Buddhist Last Days



Buddhist Last Days

Question: Do you believe we’re in the ‘last days’?

Rev. RAY INNEN PARCHELO is a novice Tendai priest and founder of the Red Maple Sangha, the first lay Buddhist community in Eastern Ontario.

When asked to speculate about issues like the beginning or end of time, the historical Buddha maintained a “noble silence.” He instructs us that such questions are of no use in the immediate presence of human suffering and the challenge of its relief.

Death comes soon enough and we cannot be assured our next form of existence will be as fortunate. We are advised that a human birth is very precious and we ought use it to attend to that question alone.

A verse directs us “ do not squander your life.” The historical-cultural environment of early Buddhism did not endorse any kind of linear or eschatological (“last days”) view of history. In fact, it adopted one much more in step with modern science with multiple dimensions of time in incomprehensible expanses of both time and space.
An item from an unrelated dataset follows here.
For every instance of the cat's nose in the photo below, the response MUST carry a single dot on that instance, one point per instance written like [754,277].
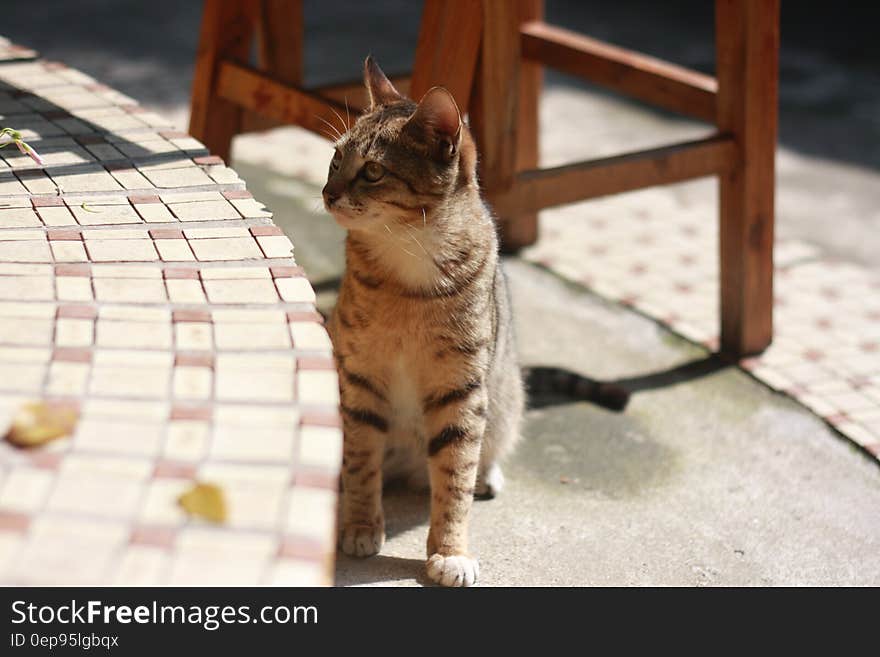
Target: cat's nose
[330,195]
One major sect of Buddhist teaching, the Pure Lands School, has introduced a distinction in the Buddhist vision of time/space called the Three Ages. These ages separate a block of human history, wherein we are located. It does not suggest a beginning or end of time, only a waxing/waning of certain spiritual capacities in humans.

The first of these ages is known as The Age of Complete Capacity, where humans were fully capable of realizing the teaching of the Buddhas.

The second was an Age of Compromised Abilities, and humans are less able.

The third age, the one wherein we find ourselves at present, is called Mappo, the Age of Decayed Capacity. It is said to have begun about five centuries ago and will last another 10,000 years.

During this time, humans, because of their own moral decline, will have a diminished capacity to understand and fulfil the Buddhadharma on their own. They will need to rely on “Other Power” (that is, the moral and insight energies of the Buddhas) to realize full Awakening. As such, the religious activities appropriate to this age rely less on self-driven meditative practices and more ones of chanting and prayer, practices which create a collaboration between humans and other energies.